The party leaders’ new “signaling,” especially the drone decision, now risks severing this long-standing bond. In other words: In trying to appeal to the principled pacifists within its ranks and possibly winning over a few tens of thousands from the Left Party, the SPD risks losing the soldiers’ vote which, counting their families, could well add up to half a million votes.
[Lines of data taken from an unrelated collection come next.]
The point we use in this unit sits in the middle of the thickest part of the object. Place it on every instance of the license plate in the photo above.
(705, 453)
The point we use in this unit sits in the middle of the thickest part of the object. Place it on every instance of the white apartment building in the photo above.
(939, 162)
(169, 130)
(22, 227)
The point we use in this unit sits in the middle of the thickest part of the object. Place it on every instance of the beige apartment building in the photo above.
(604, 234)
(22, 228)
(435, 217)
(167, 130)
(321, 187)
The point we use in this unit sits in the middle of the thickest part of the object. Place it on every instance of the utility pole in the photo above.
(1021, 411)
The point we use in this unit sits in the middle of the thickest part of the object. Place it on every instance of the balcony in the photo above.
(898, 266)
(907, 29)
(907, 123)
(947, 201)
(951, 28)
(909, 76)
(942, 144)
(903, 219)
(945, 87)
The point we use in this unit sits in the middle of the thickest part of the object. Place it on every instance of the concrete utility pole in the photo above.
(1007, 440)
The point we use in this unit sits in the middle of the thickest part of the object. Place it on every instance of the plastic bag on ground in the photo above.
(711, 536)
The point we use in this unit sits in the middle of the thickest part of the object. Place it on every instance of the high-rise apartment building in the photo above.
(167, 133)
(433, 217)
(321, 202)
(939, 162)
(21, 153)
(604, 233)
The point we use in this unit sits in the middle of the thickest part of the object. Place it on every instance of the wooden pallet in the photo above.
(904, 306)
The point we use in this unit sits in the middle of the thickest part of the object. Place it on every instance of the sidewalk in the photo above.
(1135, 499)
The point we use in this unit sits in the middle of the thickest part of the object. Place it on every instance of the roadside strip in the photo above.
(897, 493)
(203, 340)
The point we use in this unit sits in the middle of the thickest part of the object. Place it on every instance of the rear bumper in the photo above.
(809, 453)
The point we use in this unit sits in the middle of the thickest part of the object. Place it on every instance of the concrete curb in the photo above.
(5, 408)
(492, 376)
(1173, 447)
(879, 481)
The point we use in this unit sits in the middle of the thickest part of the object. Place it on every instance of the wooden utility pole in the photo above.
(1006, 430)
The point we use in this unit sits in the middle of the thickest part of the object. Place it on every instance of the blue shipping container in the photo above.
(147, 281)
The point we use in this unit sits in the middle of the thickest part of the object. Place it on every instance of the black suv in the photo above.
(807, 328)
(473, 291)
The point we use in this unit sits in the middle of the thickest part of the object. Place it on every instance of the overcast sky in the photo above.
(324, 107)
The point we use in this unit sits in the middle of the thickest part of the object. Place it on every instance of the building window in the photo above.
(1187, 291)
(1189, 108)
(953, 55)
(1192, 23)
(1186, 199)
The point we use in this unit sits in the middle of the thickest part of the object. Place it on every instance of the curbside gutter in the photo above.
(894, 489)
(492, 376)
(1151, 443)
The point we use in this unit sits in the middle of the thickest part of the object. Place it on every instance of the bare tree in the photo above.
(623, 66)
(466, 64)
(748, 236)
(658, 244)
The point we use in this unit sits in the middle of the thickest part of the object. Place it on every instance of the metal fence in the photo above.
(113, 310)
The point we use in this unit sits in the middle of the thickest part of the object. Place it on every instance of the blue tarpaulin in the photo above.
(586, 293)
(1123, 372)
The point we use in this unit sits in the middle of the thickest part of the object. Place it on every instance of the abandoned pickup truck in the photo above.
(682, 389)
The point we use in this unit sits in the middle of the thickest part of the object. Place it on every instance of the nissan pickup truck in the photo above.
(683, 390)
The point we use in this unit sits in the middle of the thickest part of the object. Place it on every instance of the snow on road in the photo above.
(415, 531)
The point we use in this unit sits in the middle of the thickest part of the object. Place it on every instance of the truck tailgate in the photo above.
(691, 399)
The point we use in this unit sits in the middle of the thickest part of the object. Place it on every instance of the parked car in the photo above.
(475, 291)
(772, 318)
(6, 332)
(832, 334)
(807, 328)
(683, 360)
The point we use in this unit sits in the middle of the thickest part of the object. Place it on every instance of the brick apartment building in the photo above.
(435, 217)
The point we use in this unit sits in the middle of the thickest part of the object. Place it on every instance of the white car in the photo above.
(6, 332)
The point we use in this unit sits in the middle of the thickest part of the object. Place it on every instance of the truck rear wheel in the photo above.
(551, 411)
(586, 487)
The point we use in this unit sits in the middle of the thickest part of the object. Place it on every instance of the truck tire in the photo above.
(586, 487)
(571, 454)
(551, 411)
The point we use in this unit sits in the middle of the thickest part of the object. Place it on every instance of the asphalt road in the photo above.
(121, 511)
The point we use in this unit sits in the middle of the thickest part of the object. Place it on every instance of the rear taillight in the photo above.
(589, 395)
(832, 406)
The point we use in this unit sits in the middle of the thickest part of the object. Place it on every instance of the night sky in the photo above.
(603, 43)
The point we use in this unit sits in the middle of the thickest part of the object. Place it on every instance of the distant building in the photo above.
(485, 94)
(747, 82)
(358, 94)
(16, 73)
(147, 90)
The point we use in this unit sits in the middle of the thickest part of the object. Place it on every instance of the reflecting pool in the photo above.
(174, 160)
The irony is that the SPD is still much more “reliable” and centrist when it comes to foreign and especially security policy than the Greens, widely expected to be the CDU/CSU’s next coalition partner. Only parts of the Greens have supported the Afghanistan mission and NATO’s 2-percent-of-GDP spending goal; and they have problems with drones and nuclear weapons, too.

What’s more, the SPD’s decision on armed drones, if reversed after the elections, would not seriously delay their eventual deployment. Broadly speaking, Germany’s Social Democrats, starting with “chancellor candidate” Olaf Scholz, are still on solid centrist ground when it comes to foreign policy. The question is, though, how much the party will matter at all after September 26.

Henning Hoff is Executive Editor of INTERNATIONALE POLITIK QUARTERLY.